For DIY transcription, you upload your file and wait while the virtual elves do their work. It takes a couple of minutes for a 10-minute recording. I found the accuracy to be about 90%. It’s affected by the quality of the recording and also your accent. Occasionally, I achieved better results by adopting an (atrocious) American accent. Unlike Dragon Dictate, it doesn’t learn your voice.
The cost of the basic package is $12 per month, which includes 10 hours of transcription. I’ve looked at a lot of AI transcription tools and this is an amazing deal. There’s also a generous free trial with three hours’ transcription included.
You can either use Descript through their website or download the desktop app. Using the app is a lot more stable as you’re not relying on a web browser to handle large files. However, the software needs at least 20Gb of free disk space to work properly.
If you do happen to be a podcaster, there are heaps of other features to make editing much easier for you, such as overdubbing and creating speech from text. When you spot a mistake in your audio recording, you can correct it by typing. Descript uses other examples of your speech to recreate the words. Yes, it’s very clever! I’ve also used it for generating video captions.
I was a dedicated user of Descript for a few months. Unfortunately, it has one major drawback for me: there’s no custom dictionary. This means you’ll have to go through and manually correct any specialist vocabulary or words that Descript routinely mistranscribes. This is unlikely to be a problem for many users, but it’s a limitation for more technical people. I think they’ll add this feature at some point. Sadly, in the meantime, it slows me down too much.
Sonix works in a similar way to Descript, but it has one big advantage: a custom dictionary. You can preload up to 400 words and Sonix transcribes them perfectly. It can also handle 30 different languages. I achieve around 93% accuracy and the excellent web-based software makes correcting transcripts really speedy.
The pay-as-you-go option costs $10 per hour. In return for a monthly subscription of $22, you’ll pay only $5 per hour. And you get various other features for organising and sharing your transcripts. There’s a free trial where you’ll get 30 minutes’ transcription for free (if you subscribe after clicking this link, we both get 100 minutes free).

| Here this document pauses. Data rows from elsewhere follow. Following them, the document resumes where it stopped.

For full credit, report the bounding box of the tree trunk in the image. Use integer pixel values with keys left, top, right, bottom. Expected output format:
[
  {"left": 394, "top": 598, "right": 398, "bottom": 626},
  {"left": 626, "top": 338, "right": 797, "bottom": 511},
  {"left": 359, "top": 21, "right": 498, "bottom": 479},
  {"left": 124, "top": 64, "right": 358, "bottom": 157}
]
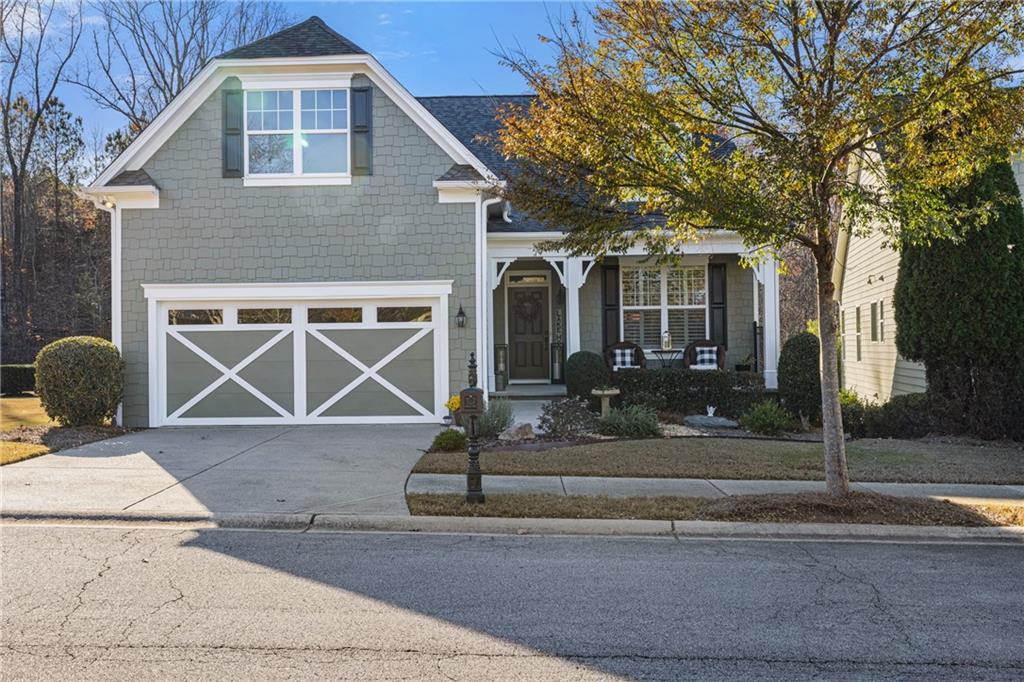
[{"left": 815, "top": 260, "right": 850, "bottom": 495}]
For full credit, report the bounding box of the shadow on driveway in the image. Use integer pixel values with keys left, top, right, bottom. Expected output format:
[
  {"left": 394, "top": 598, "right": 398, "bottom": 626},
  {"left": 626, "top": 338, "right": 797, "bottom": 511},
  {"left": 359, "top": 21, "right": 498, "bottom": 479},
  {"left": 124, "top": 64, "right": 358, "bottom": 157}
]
[{"left": 1, "top": 425, "right": 437, "bottom": 515}]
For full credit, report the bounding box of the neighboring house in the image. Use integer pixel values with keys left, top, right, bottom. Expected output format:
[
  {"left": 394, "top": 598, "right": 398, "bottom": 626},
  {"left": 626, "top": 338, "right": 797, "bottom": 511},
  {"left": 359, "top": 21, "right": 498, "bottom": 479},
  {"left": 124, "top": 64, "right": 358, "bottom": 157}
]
[
  {"left": 833, "top": 156, "right": 1024, "bottom": 402},
  {"left": 82, "top": 16, "right": 783, "bottom": 428},
  {"left": 833, "top": 227, "right": 926, "bottom": 402}
]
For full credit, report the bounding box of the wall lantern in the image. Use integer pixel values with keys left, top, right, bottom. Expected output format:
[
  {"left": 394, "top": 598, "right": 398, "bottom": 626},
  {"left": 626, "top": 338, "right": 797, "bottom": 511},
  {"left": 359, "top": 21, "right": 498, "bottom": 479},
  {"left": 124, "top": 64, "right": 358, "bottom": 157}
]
[{"left": 455, "top": 305, "right": 467, "bottom": 328}]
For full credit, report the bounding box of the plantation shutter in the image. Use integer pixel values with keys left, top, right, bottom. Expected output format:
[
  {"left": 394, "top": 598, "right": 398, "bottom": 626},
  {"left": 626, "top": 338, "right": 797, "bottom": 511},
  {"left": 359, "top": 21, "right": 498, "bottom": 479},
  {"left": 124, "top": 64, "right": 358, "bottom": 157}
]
[
  {"left": 351, "top": 87, "right": 373, "bottom": 176},
  {"left": 601, "top": 263, "right": 620, "bottom": 349},
  {"left": 222, "top": 88, "right": 244, "bottom": 178},
  {"left": 709, "top": 263, "right": 727, "bottom": 347}
]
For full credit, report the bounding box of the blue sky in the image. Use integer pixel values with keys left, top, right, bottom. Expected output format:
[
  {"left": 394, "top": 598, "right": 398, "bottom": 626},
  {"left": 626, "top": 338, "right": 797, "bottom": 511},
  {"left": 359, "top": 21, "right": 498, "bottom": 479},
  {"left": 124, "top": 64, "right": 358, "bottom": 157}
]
[{"left": 58, "top": 1, "right": 591, "bottom": 141}]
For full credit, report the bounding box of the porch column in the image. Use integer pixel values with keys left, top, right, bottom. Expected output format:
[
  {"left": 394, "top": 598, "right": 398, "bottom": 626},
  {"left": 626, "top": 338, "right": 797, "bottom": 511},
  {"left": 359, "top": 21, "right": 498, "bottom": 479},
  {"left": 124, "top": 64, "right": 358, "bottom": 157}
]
[
  {"left": 487, "top": 258, "right": 515, "bottom": 391},
  {"left": 763, "top": 257, "right": 781, "bottom": 389},
  {"left": 557, "top": 257, "right": 597, "bottom": 356},
  {"left": 565, "top": 258, "right": 583, "bottom": 355}
]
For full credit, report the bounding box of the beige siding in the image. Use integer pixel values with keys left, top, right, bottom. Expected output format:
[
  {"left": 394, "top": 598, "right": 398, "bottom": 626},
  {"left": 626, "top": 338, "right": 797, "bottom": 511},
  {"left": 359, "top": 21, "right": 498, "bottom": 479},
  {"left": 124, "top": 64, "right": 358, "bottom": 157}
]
[
  {"left": 838, "top": 230, "right": 925, "bottom": 401},
  {"left": 839, "top": 152, "right": 1024, "bottom": 402}
]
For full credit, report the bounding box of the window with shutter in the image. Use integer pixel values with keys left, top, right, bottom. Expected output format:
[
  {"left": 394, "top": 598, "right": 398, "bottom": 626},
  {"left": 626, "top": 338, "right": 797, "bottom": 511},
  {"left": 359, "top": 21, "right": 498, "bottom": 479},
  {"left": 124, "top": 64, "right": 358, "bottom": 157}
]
[
  {"left": 235, "top": 82, "right": 366, "bottom": 186},
  {"left": 620, "top": 263, "right": 708, "bottom": 349}
]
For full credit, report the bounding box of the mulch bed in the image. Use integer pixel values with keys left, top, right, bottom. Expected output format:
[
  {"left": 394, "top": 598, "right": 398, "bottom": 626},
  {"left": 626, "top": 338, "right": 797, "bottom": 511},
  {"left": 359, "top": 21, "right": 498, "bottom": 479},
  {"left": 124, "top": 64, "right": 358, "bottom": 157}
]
[{"left": 0, "top": 424, "right": 131, "bottom": 453}]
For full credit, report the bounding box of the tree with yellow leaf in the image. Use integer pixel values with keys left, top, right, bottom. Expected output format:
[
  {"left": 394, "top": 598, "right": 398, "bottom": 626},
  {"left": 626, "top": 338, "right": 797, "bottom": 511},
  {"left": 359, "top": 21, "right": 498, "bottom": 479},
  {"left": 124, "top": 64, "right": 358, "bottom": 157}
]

I mainly use Sonix for transcribing videos and creating captions. It suits my workflow really well and I can even export my transcripts and captions in different languages – it magically translates all the text in a matter of minutes. This is an extraordinary feature that’ll be a huge benefit to some users.

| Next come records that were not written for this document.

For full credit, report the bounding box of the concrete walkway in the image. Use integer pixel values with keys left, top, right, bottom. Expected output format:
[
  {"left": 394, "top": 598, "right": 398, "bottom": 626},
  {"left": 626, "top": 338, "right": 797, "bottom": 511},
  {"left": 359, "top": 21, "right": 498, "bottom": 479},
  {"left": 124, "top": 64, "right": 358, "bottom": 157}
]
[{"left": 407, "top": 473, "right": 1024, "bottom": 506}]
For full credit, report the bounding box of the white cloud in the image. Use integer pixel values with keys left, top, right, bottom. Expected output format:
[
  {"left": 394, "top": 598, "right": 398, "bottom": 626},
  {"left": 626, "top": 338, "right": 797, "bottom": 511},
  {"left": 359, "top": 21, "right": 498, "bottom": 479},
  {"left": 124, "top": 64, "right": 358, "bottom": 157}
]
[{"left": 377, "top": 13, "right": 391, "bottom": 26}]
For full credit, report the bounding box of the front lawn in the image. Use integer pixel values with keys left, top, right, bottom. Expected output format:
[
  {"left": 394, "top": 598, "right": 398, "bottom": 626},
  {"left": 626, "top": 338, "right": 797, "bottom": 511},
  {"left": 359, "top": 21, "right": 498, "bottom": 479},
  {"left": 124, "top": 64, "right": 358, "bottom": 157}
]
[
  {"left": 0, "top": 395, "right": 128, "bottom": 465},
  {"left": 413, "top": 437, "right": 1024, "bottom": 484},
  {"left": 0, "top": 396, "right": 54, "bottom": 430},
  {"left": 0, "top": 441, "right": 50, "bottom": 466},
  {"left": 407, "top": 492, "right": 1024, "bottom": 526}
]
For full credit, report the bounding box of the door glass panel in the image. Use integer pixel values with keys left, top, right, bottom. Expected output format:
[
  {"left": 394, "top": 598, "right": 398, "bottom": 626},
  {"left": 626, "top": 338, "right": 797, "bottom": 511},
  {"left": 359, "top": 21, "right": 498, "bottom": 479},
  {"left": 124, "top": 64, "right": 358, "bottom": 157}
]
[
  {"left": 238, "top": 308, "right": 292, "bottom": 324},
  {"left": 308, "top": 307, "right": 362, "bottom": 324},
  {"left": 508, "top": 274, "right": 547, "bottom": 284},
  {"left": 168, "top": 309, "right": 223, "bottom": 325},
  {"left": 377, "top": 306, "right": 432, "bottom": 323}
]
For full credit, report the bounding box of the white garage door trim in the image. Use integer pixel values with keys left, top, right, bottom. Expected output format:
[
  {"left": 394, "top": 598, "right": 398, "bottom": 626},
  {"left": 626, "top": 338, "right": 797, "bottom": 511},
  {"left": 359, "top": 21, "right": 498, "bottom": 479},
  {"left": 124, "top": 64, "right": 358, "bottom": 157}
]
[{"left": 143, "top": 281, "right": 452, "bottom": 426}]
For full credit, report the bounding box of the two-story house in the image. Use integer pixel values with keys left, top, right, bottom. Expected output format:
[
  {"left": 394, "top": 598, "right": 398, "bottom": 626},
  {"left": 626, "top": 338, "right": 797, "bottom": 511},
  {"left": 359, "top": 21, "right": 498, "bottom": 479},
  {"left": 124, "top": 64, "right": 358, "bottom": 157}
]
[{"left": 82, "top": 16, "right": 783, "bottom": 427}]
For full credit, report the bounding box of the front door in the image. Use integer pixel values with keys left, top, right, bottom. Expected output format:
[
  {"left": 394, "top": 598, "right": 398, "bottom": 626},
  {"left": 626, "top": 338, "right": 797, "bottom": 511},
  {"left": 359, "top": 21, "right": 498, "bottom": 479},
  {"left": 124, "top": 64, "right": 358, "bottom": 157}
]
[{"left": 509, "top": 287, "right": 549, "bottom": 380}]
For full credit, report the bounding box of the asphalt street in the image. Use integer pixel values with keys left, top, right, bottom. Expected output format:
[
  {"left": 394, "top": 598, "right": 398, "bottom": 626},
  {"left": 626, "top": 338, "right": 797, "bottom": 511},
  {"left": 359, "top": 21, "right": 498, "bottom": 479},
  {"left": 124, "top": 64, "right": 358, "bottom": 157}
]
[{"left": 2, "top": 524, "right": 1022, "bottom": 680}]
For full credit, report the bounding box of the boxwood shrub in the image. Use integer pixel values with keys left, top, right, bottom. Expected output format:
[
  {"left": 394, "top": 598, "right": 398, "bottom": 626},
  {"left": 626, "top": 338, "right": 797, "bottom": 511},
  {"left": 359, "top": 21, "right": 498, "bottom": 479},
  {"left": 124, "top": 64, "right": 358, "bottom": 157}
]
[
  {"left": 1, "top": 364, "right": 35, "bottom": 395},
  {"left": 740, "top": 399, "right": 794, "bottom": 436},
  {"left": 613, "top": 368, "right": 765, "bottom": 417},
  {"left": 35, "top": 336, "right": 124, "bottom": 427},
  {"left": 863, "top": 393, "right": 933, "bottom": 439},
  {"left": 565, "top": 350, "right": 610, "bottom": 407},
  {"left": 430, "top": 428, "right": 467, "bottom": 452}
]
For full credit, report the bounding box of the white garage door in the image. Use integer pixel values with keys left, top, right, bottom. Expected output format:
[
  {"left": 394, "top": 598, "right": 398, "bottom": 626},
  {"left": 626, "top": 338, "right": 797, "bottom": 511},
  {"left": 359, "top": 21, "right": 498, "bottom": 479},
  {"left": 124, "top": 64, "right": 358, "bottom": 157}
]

These three tools all do the same job, but in different ways. As ever, what you use depends on your budget and requirements. Rev is a good choice if you need high accuracy, can wait up to 12 hours, and have the money. Descript is perfect if you want to do it yourself and don’t mind repeatedly correcting any technical terms. It’s definitely the winner for anyone who wants to edit audio files, too. For multi-language support and the custom dictionary, Sonix is the frontrunner.
I flit between Sonix and Descript, depending on my project. Maybe one day there’ll be a transcription tool that does everything perfectly. For now, give them a try and decide which is best for you.